During the same period, the security token PRTS of another blockchain venture capital institution Protos was also listed for trading on the Fusang Exchange. Through the PRTS token, the institution provides investors with a way to obtain rights and interests in investment portfolios in BTC and ETH as well as crypto assets in the DeFi space.

The CCB digital bond launched today is the third securitized token launched by the Fusang Exchange. This is also the first time that the exchange has launched an exclusive security token trading product. The move from security tokens anchored to crypto assets to security tokens anchored to traditional financial bonds has made this previously little-known exchange instantly famous.
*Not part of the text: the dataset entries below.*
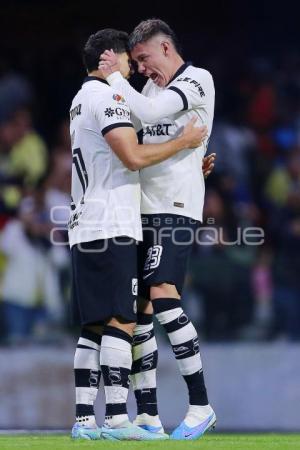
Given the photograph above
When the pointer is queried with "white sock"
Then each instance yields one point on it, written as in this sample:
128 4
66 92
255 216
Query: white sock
197 414
116 362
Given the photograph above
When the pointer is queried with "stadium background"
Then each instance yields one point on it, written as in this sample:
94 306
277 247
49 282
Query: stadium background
245 299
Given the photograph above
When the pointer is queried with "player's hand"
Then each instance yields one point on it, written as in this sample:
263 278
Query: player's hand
208 164
194 136
108 63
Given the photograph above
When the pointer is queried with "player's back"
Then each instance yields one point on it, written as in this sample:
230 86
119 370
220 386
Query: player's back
176 186
105 194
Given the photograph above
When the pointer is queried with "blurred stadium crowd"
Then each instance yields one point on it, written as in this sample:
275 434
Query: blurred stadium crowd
234 291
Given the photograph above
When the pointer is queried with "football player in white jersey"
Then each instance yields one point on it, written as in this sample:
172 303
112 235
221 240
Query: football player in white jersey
104 226
172 204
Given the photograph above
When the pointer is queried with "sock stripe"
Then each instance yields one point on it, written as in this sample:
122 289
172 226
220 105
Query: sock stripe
117 333
144 349
88 344
140 381
146 401
145 364
161 305
91 336
197 389
184 334
86 395
114 409
144 319
180 322
83 410
186 349
115 376
86 347
87 378
188 366
143 337
116 394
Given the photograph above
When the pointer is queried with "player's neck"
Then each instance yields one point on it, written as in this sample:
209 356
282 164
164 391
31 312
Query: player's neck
177 63
96 73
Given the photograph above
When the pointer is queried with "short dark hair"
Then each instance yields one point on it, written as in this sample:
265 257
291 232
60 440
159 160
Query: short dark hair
99 42
146 29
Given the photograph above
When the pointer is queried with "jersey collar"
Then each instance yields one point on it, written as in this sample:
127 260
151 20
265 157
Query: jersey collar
179 71
90 78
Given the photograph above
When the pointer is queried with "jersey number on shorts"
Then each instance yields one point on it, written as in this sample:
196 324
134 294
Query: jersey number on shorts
80 169
153 257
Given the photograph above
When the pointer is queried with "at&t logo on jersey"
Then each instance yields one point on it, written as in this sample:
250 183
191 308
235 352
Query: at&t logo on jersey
117 113
157 130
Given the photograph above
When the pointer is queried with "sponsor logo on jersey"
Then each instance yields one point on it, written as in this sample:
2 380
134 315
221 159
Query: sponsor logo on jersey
119 98
195 83
157 130
117 113
76 111
134 286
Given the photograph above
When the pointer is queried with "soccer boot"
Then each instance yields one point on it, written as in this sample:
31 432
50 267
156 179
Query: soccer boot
131 432
82 431
189 430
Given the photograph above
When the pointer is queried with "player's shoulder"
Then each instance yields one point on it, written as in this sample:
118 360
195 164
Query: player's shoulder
194 73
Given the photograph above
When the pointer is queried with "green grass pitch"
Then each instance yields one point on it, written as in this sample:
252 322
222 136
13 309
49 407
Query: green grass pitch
209 442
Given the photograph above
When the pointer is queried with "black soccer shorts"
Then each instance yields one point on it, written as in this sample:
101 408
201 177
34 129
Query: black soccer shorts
164 252
104 280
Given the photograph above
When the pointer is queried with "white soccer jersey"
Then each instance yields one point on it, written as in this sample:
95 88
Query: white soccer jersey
174 186
105 194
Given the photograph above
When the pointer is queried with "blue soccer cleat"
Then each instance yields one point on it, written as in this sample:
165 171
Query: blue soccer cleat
183 432
80 431
131 432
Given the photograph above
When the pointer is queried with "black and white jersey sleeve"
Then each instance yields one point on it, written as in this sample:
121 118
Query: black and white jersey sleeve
111 112
195 87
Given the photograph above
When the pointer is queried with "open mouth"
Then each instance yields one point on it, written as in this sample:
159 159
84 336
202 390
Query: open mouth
154 77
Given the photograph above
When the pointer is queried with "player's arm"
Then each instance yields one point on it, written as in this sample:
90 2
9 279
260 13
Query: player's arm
134 156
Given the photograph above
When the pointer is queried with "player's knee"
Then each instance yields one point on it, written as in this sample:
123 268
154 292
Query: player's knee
122 324
97 329
164 290
144 306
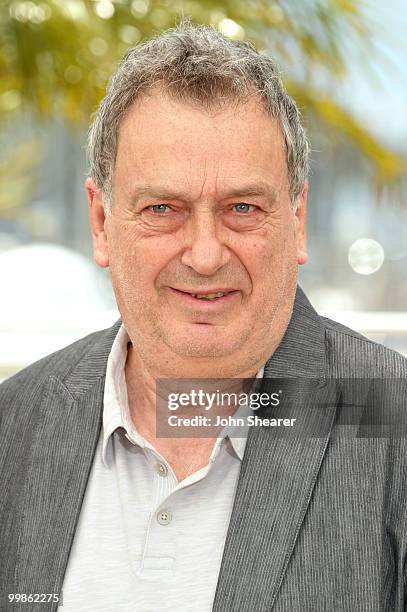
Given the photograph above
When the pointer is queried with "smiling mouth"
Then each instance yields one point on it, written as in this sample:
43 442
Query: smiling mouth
208 297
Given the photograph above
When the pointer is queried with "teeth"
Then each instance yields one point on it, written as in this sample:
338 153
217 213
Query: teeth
208 296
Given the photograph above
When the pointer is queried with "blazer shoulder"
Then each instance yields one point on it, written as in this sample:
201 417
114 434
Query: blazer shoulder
352 354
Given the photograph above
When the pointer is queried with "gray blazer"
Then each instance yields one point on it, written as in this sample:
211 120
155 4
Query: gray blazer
319 521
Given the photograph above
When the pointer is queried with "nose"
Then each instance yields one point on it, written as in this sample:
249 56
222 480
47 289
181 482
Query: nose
205 252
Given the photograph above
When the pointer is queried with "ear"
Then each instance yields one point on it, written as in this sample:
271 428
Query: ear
97 220
301 226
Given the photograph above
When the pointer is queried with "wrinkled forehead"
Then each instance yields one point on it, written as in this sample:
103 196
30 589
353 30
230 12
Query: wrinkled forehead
160 125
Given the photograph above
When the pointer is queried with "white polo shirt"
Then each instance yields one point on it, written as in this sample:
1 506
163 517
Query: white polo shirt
144 541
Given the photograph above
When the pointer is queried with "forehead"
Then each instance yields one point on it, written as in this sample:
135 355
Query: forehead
162 137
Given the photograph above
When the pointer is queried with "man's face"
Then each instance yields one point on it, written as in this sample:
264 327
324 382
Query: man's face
201 206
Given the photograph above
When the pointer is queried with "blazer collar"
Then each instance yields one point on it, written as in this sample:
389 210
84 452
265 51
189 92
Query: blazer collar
274 488
279 470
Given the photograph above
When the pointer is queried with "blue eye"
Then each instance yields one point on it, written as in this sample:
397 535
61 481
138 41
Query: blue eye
159 208
243 208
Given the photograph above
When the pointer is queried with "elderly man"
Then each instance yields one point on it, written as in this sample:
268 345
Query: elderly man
197 196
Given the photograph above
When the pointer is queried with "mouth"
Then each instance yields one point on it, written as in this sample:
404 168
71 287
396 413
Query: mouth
206 298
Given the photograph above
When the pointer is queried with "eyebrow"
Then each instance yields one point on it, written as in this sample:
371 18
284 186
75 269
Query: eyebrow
259 189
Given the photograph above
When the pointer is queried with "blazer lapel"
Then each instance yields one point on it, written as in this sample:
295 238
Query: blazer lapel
70 416
279 471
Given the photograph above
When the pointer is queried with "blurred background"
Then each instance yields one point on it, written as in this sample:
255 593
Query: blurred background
345 63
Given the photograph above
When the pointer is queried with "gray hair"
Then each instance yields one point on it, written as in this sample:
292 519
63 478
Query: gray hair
195 64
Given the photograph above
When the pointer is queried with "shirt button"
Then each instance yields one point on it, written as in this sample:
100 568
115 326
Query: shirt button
161 469
164 517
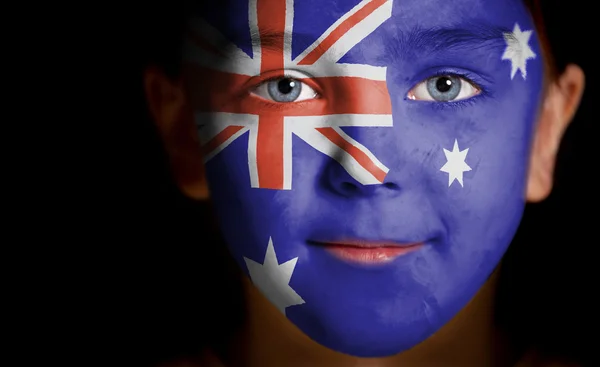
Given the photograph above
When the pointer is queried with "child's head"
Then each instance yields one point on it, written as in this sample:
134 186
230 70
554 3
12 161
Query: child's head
369 161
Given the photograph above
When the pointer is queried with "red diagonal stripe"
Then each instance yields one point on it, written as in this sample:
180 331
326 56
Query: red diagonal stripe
220 138
356 153
269 152
225 92
341 29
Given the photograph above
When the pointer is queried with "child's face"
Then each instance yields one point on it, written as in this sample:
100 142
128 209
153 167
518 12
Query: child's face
406 130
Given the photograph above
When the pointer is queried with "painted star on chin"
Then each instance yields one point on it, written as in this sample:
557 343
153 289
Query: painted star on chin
455 165
273 279
518 50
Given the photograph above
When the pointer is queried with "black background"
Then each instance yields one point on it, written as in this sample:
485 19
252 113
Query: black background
160 290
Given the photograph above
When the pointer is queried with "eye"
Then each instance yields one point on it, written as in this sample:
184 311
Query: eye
444 88
285 90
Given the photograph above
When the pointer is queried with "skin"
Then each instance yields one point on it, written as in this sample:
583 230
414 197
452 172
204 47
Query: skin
539 119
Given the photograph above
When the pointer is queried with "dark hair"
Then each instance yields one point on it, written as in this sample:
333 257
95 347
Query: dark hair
528 307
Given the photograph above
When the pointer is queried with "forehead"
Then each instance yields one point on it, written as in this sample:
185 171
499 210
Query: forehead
311 18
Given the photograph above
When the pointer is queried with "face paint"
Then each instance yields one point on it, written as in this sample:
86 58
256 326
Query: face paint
367 158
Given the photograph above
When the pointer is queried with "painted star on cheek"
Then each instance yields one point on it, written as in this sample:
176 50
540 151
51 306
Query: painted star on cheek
455 165
273 279
518 50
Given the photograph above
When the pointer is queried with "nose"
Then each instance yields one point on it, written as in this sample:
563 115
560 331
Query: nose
337 179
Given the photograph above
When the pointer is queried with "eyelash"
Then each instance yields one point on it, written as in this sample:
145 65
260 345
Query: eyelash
455 105
279 106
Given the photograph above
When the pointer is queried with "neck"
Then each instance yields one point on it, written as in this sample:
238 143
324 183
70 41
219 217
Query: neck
469 339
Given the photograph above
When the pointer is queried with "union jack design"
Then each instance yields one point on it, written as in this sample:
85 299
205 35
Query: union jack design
364 102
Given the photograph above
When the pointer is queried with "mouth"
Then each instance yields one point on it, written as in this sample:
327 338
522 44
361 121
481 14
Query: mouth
367 252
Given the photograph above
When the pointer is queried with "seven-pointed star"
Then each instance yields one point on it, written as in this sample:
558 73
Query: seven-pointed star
455 165
518 50
273 279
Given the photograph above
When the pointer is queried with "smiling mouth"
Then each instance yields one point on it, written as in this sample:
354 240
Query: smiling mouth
367 252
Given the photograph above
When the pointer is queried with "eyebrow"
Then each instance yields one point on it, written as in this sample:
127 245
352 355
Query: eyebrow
467 36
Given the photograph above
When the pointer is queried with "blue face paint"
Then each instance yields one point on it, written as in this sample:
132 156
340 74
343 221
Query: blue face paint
367 159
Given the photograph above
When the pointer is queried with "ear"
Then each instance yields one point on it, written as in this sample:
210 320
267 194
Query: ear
559 106
173 116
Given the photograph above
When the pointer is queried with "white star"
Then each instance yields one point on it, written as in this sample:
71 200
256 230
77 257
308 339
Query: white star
518 50
455 165
273 279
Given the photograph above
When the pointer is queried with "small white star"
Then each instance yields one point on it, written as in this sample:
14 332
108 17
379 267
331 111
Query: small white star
455 165
273 279
518 50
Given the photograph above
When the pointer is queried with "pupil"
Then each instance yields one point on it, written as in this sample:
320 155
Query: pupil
286 85
443 84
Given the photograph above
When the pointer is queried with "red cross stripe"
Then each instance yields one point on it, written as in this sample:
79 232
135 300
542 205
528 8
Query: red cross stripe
350 94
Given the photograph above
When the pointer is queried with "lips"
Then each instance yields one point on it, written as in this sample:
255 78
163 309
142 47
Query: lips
367 252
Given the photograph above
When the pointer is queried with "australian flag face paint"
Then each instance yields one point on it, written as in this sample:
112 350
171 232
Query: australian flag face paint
367 158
In fact, Fusang Exchange has tokenized the shares of its corporate entity Fusang Exchange Holdings Ltd (FSX) since March this year, issuing all the company's shares as ERC20 tokens FSC on the Ethereum network, which are securities tokens fully approved and issued in compliance with the Labuan Financial Services Authority (LFSA). At the same time, FSC digital securities are directly linked to Fusang Group's Class A shares, representing a contractual relationship related to the company's rights, income streams, and assets, but do not have the voting rights of common shares.

Currently, the exchange is also raising funds for its FSC tokens in a pre-IPO on its official website, with a financing scale of US$6 million, which is valued at US$160 million. After the official completion of the IPO, FSC digital stocks can be officially traded on the exchange.

All of the above reflects that after a long period of silence, the field of security tokens (STO) is showing many positive development trends and signals. Mainstream financial institutions are exploring and practicing on a large scale, greatly accelerating the pace of applying blockchain technology in the securities market.